キミが刀を紅くした
「土方、村崎には会ったか?」
「あぁ。今朝事情を聞きに奴の屋敷まで行った。小さい倉のある小さな屋敷だったな、確か」
「どうだった、様子は」
「瀬川の平生を知らないのにどうやって答えろって言うんだ」
土方はため息をついた。その時丁度、こんこんと扉をノックする音が聞こえる。静かに開いた扉からは、隊士が数人入ってきた。
「どうだ、首尾は」
「吉原丑松は確かに一昨日の晩、この鍛冶屋を訪れているそうで」
「裏は取れたって訳か」
「はい。京旅館、花簪の中村椿が鍛冶屋方面に向かう吉原丑松を見たとも証言しています」
「なら大和屋は外れだな」
土方は立ち上がり煙草を靴底で消した。そうして隊士を下がらせながら、俺には小さく頷いた。
「邪魔したな」
「いや――ご苦労さま」
俺は一般市民を装って、今度は誠を見送る。そうしてまた鍛冶屋に静寂が訪れるのを待った。
炎が燃える音以外、音が消えた頃。俺は自分の刀を鞘から抜いていた。静かに光る、漆黒の刃。

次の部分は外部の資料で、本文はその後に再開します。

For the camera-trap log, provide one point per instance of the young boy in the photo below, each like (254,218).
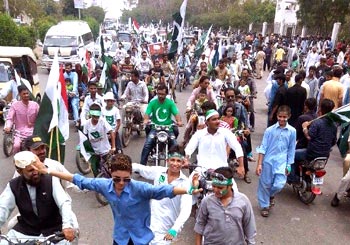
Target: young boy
(226,216)
(111,114)
(276,154)
(96,129)
(89,100)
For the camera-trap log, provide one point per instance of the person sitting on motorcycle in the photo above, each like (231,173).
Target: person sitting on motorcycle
(125,68)
(235,223)
(321,134)
(184,63)
(44,207)
(144,64)
(159,111)
(120,53)
(168,215)
(11,86)
(154,78)
(136,91)
(111,114)
(211,143)
(89,100)
(96,130)
(204,83)
(21,116)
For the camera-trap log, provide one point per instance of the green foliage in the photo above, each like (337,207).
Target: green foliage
(94,25)
(94,12)
(319,16)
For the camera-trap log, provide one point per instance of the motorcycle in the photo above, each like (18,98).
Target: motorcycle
(159,153)
(132,121)
(310,179)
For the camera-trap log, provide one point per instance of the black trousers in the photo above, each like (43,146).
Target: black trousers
(129,243)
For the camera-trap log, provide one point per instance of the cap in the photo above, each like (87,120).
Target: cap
(23,159)
(33,142)
(109,96)
(210,113)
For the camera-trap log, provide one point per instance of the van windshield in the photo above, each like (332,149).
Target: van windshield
(60,41)
(124,37)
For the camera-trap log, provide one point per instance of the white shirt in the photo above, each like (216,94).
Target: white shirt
(167,213)
(212,152)
(97,135)
(63,202)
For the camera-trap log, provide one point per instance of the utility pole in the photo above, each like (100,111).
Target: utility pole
(6,5)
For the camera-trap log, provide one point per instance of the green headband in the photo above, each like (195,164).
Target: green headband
(222,182)
(175,154)
(95,113)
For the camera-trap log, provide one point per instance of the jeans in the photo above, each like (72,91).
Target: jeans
(150,144)
(74,102)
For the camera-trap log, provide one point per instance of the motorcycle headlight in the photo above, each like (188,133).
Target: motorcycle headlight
(162,136)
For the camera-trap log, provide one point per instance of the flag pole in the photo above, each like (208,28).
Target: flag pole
(50,146)
(58,145)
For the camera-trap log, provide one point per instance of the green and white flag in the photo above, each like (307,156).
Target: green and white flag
(178,29)
(202,43)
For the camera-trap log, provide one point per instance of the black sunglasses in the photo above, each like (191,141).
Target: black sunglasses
(119,179)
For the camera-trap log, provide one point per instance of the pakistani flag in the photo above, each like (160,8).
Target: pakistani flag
(202,43)
(20,82)
(179,22)
(52,123)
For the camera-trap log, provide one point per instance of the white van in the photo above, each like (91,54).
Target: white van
(71,38)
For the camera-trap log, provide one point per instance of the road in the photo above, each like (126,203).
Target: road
(290,221)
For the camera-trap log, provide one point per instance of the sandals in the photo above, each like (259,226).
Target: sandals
(265,212)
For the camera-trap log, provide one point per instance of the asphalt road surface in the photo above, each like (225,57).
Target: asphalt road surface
(290,221)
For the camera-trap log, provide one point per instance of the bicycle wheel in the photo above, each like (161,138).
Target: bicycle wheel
(7,145)
(100,198)
(82,165)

紅椿は俺とある人が作り上げた暗殺組織だ。つまり、俺は紅椿の統括者。紅椿は全部で六人。いやある人を入れれば七人か。
目的は徳川の幕府を守ること。だからそれに仇を成す者を消して行くのだ。調べたり指示があって俺たちは殺人を犯す。言うなればただの駒だ、幕府の捨て駒。
いつからか。その立場に慣れてしまったのは――もしかすると、最初から躊躇していなかったかも知れない。殺しの全てを。
村崎の言う通り人殺しだ。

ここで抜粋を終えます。